It’s All in the Details
I’m embarking on two big things I’ve never done before. The first being this blog and the second, what this blog is about.
Beginning Monday, June 4th (my 44th birthday), I will start a challenge I have issued to myself for the summer. My challenge is to be in the gym every morning before work Monday through Friday. The only reason I won’t be in the gym is if I’m too sick to be there. Otherwise, no excuses. My goal is to gain more muscle mass, shed more fat and reduce my BMI.
The main purpose of this blog is to help keep myself accountable. I plan to share my progress with statistics and photos. If I share what I’m doing with all of you it will prevent me from wanting to quit when I get 2 weeks into this and discover how hard it really is. If I am able to help or inspire someone along the way, that is a bonus. I have no desire whatsoever to toot my own horn or garner attention for myself. I just want to share my journey.
I arrived here through a course of events that started in September 2009. While washing my hands in the bathroom at work I looked in the mirror and saw a bulge in the base of my neck. I thought it was odd but I managed to ignore it until December when it began to get bigger. A trip to the doctor and some blood work revealed I had developed a somewhat common autoimmune disorder called Hashimoto’s Disease. This disease attacks thyroids and causes hypothyroidism. The bulge in my neck was a goiter caused by the disease. My goiter also had a cyst that began to get bigger and push on my esophagus so in April, 2010 I had surgery to remove my thyroid.
I probably struggled with this disease for many years before it finally manifested itself in that goiter. I had many of the symptoms of Hashimoto’s but never made the connection. I had problems with my heart and had a myriad of tests done, including thyroid hormone levels, and found no abnormalities. It turns out my heart problems and thyroid were connected.

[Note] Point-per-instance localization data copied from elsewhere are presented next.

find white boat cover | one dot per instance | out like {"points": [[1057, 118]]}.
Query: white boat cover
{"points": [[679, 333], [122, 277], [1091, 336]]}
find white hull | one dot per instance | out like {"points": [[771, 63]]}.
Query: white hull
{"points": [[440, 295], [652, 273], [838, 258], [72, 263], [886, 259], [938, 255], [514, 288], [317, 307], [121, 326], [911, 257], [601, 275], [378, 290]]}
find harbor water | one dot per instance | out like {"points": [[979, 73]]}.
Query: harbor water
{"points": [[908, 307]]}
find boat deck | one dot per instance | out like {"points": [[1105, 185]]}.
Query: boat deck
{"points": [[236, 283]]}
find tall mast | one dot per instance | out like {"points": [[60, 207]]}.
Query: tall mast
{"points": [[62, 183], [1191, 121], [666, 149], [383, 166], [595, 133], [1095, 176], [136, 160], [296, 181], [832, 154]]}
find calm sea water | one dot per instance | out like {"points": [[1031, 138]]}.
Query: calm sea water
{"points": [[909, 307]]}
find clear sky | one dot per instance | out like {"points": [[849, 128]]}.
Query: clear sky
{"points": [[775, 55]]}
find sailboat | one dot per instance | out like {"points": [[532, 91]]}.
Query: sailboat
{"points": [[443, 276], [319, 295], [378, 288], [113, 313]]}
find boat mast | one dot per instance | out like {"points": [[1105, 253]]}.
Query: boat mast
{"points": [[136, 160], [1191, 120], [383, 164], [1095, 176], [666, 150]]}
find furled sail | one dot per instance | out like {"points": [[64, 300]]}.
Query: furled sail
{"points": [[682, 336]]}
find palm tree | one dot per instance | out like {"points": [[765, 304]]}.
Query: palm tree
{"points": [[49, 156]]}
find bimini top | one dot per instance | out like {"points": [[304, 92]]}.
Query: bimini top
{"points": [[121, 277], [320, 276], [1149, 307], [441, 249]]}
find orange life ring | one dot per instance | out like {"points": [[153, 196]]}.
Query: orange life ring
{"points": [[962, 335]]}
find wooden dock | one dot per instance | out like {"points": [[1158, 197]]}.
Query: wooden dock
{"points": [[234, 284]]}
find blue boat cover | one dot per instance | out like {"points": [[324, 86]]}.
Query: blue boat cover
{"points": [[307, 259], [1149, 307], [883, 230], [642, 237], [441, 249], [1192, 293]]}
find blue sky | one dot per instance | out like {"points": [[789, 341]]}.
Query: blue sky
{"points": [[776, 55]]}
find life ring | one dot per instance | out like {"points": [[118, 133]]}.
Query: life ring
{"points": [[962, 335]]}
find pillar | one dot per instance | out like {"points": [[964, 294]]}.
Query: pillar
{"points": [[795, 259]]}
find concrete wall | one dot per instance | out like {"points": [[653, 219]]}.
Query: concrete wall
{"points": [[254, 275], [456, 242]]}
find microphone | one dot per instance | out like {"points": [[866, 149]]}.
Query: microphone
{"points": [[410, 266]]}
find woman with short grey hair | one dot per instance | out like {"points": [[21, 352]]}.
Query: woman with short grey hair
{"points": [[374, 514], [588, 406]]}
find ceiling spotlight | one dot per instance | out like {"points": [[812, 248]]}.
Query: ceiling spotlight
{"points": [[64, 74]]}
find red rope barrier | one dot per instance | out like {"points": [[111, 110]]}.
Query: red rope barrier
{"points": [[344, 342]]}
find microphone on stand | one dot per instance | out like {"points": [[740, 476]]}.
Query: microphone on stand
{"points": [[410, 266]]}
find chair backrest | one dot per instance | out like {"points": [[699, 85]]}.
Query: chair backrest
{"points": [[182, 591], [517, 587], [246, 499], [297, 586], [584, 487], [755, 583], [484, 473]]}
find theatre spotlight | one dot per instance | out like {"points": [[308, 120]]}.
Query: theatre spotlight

After the surgery I just couldn’t seem to recover. I barely had the energy to work an 8 hour day and I spent all of my spare time sitting or sleeping. I felt old beyond my years and felt like I couldn’t go on that way. I guess you could say I hit bottom. I weighed 210 lbs and was pushing the limits of a size 18W. In August 2010, a friend of mine recommended a book she had been reading called Master Your Metabolism by Jillian Michaels. This book revolutionized the way I think about and treat food. I began to implement the changes in the book and follow the meal plans. It was tough making those initial changes. Several times I wanted to quit but I began to notice improvements. Not only did I start to have more energy, I was also shedding inches and weight. Digestive problems that had plagued me for years began to be non-existent. My acne, which I’ve had since I was 9 years old, began to clear. I couldn’t deny what I was seeing and feeling.
After 7 months of eating this way my energy levels improved to levels beyond how I felt before the surgery. I had lost 38 lbs and dropped 4 sizes without even exercising. It was an answer to prayer. I will forever be grateful to Jillian and her book and also to my friend for recommending it. But even with all this, stamina was something that I was still lacking so in May 2011 I bought a gym membership and began to strive for stamina. It has been a year and while I still haven’t achieved the stamina I would like to have, I did lose another 7 lbs and added a little bit of muscle tone.
This brings me to where I am currently. I accomplished my goal to feel better but now I want more. One thing I’ve learned is this was never a diet. I was changing my life for the better…permanently. I want to keep going and improving. I want to shed those few remaining inches of fat and add some more muscle tone. I will admit that I struggle with the vanity of that. Is it vain to want not only to feel better but look better, too? My family tells me it’s not vain. I am not doing this to compare myself to you or anyone else. The only person I compare myself to is myself. I want to be better than I was yesterday…to grow and improve and achieve. The Bible tells us that the body is the temple of the Holy Spirit and we are to glorify God in our bodies (1 Corinthians 6:19-20). I want very much to do just that.
So for the next 90 days I am going to share my journey with those of you who are interested. I am excited to see where this will take me and terrified that I’ll fail. I’m looking forward to the challenge and dreading the difficulty. I’m a mixed bag of emotions! I hope you’ll come along with me and keep me on the right path. I will be honest and truthful in the things I share in this blog. No hiding the stuff I choose to eat that’s bad for me or the slacking I do in the gym. Remember, it’s about trying to keep myself accountable.
Thank you for your interest. Feel free to share your thoughts in the comments.